Par QORIA Anouar
La scène internationale est secouée par des remous d’une rare intensité au Moyen-Orient, mais sur le front politique intérieur, Emmanuel Macron enregistre une embellie inattendue, alors que le conflit impliquant l’Iran s’intensifie, la confiance des Français à l’égard de leur président connaît un rebond significatif, selon le dernier baromètre Elabe réalisé pour Les Échos, 25 % des citoyens déclarent désormais lui faire confiance pour affronter les problèmes du pays, soit une progression de six points en l’espace de quelques semaines, cette augmentation, qui atteint même neuf points sur les deux derniers mois, marque un tournant dans une séquence politique jusqu’alors dominée par une défiance chronique.

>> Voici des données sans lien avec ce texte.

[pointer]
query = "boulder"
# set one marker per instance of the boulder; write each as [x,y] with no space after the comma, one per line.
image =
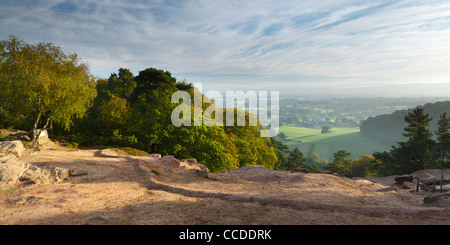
[156,156]
[170,162]
[14,172]
[12,147]
[405,178]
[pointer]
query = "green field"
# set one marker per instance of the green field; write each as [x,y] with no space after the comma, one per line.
[311,140]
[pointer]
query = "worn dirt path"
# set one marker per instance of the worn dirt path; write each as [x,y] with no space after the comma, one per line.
[124,190]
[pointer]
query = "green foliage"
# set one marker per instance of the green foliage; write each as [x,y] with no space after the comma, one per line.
[326,129]
[342,164]
[296,159]
[42,81]
[443,141]
[420,151]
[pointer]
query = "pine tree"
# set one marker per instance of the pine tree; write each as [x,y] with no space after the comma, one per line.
[443,141]
[416,153]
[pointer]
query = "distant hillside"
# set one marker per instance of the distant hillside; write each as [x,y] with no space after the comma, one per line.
[388,128]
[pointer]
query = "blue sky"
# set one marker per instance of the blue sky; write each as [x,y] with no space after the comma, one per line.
[293,46]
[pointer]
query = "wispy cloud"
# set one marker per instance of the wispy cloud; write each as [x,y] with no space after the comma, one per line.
[248,43]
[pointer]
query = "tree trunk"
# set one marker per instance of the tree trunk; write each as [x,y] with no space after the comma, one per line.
[37,132]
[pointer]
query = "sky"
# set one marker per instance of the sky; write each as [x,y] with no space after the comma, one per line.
[384,48]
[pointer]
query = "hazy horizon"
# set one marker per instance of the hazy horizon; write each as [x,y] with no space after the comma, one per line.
[309,48]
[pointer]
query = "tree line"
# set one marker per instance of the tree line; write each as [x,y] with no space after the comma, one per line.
[44,88]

Les analystes attribuent ce regain de popularité à deux facteurs majeurs étroitement liés à l’actualité brûlante, d’une part, le déclenchement et l’escalade des hostilités impliquant l’Iran ont placé la France dans une posture de veille stratégique, rappelant le rôle des grandes puissances dans la stabilité mondiale, d’autre part, et surtout, la communication présidentielle autour de la doctrine de dissuasion nucléaire a frappé les esprits, dans un discours jugé solennel et ferme, Emmanuel Macron a réaffirmé les intérêts vitaux de la nation et la posture souveraine de la France en tant que puissance d’équilibre, des thèmes qui résonnent particulièrement en période de tensions internationales. Ce phénomène, souvent observé dans les démocraties occidentales, illustre ce que l’on pourrait nommer l’effet Commander in Chief, face à l’incertitude géopolitique et aux risques d’embrasement, une partie de l’opinion publique a tendance à se recentrer autour de la fonction présidentielle, perçue comme un rempart et un garant de la sécurité, le seuil symbolique des 25 % de confiance, bien que modeste, contraste avec les difficultés domestiques habituelles du chef de l’État et lui offre un répit politique bienvenu, il semblerait que dans l’épreuve, la stature internationale d’Emmanuel Macron trouve un écho favorable auprès d’un électorat en quête de repères stables, il convient toutefois de nuancer cette embellie en soulignant qu’elle repose principalement sur des facteurs exogènes, les défis intérieurs, notamment le pouvoir d’achat, les réformes structurelles ou les tensions sociales, n’ont pas disparu pour autant et restent des angles morts de cette dynamique, la hausse de confiance actuelle est intimement liée à l’actualité brûlante du Proche-Orient et à la gestion présidentielle de cette crise, sans garantie de durabilité une fois l’émotion retombée, l’exécutif en est conscient et savoure ce regain d’énergie dans les enquêtes d’opinion, tout en sachant que la reconquête durable de l’opinion publique passe inévitablement par des avancées tangibles sur le front social et économique.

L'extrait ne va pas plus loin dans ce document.